I believe it cannot be denied that one of the reasons the white man was able to perpetrate the slave trade for so long was because slavery was already an established tradition in Africa. We were already enslaving ourselves before anyone had the temerity to follow suit.  Our kings could use any reason they deemed fit to enslave anyone, all in the name of the gods and tradition. Would colonization have been possible if we had not sold off a large percentage of our population, leaving us defenseless? What if we had thrown off our own shackles of internal imperialism before the slave traders arrived? It is this imperialism that

entrenched the idea that one man is greater than the rest of us, that some men and women are less valuable than others, and that it is acceptable to exchange a human being (that complex amalgam of the mundane and the sublime, the corporeal and the ethereal) for sea-shells and silk. I ask you, what is the worth of a man’s life?

One of my passions is comparing culture globally because even though each race is unique, there is a certain universality to mankind and ideals.

The challenge is always applicability of lessons. Imperialism and monarchies have existed throughout history and on every continent. However, virtually every monarchy in the world has collapsed today, even though they still exist in the form of dictatorships. The decline of the power wielded by the English monarchy began with the issuance of the Magna Carta in 1215 and culminated in the victory of the parliamentarians at the end of the English Civil War in 1651. King James I of England had even once declared that kings were little Gods on earth. Of course the English would have none of that divine intrusion. The French revolution and subsequent beheadings of 1789 – 1799 would bring an end to their monarchy. The establishment of a republic in China began with a revolution in 1911 after the people got fed up with the corruption of their Emperor.

These violent revolutions were preceded by ideological revolutions and were inevitable placed in the context of those turbulent times. The only way the world knew how to effect change was through war and violence. Democracy was mostly non-existent. Things have changed since then, and now we have the ballot-box to effect change. But while we employ our votes in these coming days, we need to embark on a journey of ideological transformation.  We have been independent for 50 years but we have not completely shaken off the culture of slavery. We still sell ourselves and each other for material gains. But all hope is not lost. Our political dialogue has been robust but it needs to be deeper still. We must not let up even after the elections because one election is not going to solve all our challenges, even if your dream candidate wins.

We need to build a nation that ascribes to greater ideals and principles, with an emphasis of the dignity of the human being, regardless of background.
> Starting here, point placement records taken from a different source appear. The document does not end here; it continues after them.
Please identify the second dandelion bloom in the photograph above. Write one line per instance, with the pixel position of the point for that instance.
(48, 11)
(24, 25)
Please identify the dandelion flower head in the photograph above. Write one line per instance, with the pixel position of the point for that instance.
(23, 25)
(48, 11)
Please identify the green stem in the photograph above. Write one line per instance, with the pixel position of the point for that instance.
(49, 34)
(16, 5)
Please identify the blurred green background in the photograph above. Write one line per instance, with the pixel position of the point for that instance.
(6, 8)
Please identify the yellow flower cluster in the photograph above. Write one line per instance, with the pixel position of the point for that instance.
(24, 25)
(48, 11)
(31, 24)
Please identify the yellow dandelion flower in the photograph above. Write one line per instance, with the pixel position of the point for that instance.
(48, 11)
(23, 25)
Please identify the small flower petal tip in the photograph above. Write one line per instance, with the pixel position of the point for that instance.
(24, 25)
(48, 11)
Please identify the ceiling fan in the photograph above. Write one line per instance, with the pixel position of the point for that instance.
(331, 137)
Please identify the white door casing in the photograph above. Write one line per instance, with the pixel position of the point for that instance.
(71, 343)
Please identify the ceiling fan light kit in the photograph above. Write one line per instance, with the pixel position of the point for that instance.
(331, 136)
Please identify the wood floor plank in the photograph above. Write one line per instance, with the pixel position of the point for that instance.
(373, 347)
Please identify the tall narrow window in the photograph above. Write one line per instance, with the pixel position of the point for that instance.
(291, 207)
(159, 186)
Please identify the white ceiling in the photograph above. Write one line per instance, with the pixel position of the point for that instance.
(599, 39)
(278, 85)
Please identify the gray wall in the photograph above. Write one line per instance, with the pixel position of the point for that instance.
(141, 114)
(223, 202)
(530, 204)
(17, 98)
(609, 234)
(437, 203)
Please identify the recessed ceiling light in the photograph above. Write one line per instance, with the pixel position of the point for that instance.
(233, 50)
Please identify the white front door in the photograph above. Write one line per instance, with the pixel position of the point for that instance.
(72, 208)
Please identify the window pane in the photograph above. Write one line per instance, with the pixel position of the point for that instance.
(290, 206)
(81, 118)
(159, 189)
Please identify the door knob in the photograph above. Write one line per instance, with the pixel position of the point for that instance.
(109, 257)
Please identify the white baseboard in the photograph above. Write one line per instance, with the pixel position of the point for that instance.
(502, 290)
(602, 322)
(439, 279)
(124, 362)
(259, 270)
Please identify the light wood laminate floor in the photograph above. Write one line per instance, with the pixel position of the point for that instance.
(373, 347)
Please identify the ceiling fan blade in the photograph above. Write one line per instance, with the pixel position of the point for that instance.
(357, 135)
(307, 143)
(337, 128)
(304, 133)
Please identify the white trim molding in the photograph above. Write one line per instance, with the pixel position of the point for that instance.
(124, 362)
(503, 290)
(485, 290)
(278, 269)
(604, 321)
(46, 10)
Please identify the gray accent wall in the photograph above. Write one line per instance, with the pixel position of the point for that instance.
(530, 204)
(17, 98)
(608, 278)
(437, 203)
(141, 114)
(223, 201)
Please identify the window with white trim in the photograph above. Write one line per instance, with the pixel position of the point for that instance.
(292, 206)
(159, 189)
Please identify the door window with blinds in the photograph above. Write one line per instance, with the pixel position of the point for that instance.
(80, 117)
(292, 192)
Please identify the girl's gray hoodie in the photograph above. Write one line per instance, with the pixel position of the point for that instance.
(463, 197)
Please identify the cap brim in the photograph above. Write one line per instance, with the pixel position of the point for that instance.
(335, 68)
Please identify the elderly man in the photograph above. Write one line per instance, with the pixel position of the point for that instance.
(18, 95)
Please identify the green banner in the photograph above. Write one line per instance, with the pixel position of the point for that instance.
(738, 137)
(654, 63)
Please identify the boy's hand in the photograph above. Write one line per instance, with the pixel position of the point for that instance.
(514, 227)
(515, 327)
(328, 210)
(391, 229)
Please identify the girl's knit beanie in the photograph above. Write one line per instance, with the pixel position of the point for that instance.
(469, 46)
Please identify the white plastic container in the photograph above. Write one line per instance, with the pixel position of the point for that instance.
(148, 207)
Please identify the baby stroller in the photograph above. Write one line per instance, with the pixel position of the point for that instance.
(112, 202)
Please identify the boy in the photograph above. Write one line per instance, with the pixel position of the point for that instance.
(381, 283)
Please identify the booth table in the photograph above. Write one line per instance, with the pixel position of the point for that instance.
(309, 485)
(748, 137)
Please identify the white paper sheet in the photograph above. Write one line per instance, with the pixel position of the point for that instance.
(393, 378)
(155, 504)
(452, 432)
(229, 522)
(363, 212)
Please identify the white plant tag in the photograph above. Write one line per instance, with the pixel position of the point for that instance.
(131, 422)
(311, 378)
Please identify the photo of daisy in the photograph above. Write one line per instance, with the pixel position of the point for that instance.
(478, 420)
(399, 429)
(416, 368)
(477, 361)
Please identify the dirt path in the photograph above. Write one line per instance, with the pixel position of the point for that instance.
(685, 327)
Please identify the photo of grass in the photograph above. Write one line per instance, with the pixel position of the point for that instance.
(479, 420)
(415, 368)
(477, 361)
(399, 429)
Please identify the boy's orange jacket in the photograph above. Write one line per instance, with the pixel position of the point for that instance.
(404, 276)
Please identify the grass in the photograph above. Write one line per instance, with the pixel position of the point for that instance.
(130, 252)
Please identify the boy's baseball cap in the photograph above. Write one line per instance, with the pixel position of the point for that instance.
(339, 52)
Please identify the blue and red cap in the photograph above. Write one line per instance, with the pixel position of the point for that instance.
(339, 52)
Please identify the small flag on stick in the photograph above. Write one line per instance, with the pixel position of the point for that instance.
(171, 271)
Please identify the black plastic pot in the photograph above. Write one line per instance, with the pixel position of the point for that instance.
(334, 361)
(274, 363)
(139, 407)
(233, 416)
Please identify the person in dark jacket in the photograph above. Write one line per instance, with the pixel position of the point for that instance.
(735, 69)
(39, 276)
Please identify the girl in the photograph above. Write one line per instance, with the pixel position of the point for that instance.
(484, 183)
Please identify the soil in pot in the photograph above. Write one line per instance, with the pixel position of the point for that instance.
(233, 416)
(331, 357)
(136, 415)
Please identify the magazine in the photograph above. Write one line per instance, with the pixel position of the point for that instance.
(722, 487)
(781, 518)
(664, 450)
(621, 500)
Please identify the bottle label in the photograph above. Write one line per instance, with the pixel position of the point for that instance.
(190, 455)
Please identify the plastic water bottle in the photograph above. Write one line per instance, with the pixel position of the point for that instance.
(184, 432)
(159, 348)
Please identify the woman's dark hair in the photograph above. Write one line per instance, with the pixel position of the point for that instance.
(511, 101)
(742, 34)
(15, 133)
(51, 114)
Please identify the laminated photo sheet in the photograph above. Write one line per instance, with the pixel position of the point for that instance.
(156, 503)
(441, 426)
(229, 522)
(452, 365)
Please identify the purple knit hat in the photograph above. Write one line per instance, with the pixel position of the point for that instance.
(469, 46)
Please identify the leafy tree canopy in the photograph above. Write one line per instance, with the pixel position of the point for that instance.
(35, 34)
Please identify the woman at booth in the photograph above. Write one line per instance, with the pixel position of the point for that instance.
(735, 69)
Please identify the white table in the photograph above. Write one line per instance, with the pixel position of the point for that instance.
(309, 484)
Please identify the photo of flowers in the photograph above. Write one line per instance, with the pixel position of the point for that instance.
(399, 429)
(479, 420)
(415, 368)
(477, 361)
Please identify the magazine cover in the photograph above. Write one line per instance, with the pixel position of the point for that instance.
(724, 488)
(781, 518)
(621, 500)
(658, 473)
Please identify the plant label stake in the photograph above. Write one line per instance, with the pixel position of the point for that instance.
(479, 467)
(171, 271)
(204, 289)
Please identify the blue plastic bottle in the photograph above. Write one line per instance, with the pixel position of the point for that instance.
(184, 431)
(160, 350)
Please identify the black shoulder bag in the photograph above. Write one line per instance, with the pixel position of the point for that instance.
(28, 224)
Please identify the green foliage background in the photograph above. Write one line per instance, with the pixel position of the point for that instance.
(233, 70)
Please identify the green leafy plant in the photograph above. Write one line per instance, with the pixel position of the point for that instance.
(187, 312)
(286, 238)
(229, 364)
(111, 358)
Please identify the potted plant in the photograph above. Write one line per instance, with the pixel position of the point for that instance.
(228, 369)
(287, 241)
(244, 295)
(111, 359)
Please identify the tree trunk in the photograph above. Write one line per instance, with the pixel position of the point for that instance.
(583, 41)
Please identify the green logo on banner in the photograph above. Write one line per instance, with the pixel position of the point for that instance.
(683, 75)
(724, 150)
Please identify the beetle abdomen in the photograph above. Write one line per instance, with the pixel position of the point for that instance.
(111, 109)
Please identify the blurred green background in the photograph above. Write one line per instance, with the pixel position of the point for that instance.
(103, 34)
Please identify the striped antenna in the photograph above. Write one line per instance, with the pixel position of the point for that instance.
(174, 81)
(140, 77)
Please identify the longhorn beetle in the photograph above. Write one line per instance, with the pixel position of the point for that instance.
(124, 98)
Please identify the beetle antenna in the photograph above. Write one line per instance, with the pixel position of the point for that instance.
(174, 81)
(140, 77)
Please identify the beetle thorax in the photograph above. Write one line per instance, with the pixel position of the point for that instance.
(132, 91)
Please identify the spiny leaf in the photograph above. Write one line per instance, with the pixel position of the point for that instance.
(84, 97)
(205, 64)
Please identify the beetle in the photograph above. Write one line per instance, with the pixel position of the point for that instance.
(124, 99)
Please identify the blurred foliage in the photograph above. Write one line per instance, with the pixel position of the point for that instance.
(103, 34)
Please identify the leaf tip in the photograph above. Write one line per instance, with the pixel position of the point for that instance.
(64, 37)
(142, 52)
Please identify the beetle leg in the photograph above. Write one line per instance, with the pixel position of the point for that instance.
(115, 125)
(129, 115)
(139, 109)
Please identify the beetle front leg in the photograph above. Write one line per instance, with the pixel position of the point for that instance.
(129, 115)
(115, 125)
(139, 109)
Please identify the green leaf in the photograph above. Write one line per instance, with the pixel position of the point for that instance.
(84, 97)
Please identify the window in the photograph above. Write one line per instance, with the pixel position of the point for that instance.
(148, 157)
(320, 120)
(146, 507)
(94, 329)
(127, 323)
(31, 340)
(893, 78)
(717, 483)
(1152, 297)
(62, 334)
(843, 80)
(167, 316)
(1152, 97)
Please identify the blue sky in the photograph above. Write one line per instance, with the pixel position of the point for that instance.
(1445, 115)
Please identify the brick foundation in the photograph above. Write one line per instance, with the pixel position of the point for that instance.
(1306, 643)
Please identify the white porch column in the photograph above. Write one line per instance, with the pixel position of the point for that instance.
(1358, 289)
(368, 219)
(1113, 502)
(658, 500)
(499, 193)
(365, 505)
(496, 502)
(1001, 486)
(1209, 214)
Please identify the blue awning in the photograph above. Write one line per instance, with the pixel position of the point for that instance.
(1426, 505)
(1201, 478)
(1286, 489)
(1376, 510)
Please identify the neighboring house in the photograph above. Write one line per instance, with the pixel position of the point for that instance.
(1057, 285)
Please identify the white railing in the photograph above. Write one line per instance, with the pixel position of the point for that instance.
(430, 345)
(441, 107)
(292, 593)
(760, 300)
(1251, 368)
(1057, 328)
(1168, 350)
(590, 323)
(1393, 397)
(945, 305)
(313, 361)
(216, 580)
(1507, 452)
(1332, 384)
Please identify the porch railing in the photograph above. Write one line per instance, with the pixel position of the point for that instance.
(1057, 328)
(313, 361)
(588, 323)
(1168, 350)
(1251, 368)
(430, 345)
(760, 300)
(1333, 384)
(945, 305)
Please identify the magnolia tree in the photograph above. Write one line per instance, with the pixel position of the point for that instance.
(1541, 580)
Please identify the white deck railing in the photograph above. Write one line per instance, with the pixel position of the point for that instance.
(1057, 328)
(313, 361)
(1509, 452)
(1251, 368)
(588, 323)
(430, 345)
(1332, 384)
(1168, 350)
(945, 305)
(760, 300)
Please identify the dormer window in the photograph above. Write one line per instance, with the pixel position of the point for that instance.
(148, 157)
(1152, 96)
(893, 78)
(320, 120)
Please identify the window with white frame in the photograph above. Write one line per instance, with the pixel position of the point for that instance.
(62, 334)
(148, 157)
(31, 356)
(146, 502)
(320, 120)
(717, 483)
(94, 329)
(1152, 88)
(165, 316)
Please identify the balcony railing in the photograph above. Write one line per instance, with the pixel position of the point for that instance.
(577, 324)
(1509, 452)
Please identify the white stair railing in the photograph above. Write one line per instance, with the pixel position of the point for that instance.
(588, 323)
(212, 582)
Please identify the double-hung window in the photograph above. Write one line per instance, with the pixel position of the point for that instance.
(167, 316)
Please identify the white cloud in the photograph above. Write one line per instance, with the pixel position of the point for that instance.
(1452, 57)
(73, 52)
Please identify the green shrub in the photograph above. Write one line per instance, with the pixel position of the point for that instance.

It took the will and force of a William Wilberforce, a religious man who believed in the equality of all God’s children, to put a stop to the trans-Atlantic slave trade. We are a very religious people and speak a lot of “enemies” and “evil spirits”. When will we realize that the evil spirits are the inept leaders and looters of the treasury? That the weapons of our warfare are tough love, unyielding justice, righteous indignation and equity and not prayers on the express roads? Instead of naming and claiming, should we not seek to materialize intangible concepts such as chastity, temperance, charity, diligence, patience, kindness, and humility? I speak of ideals even though I know that they are not always attainable but what makes nations great is not that they are perfect or that they are ideal, but that they strive for perfection and are idealistic. it is our struggle against evil and injustice that defines us. We may not win all the battles, but in the big picture, we win the war for the soul of our nation.

Again I ask, what is the measure of a man? What is his worth? Another life? Ten thousand lives? A deity’s life? I tell you, a man’s life is priceless.

About the author

Olaoluwa Bode-Omoleye is a physician, poet, singer-songwriter and artist. Olaoluwa obtained his medical degree from the University of Ibadan and has a Masters in Public Health degree from Emory University. He currently resides in Atlanta.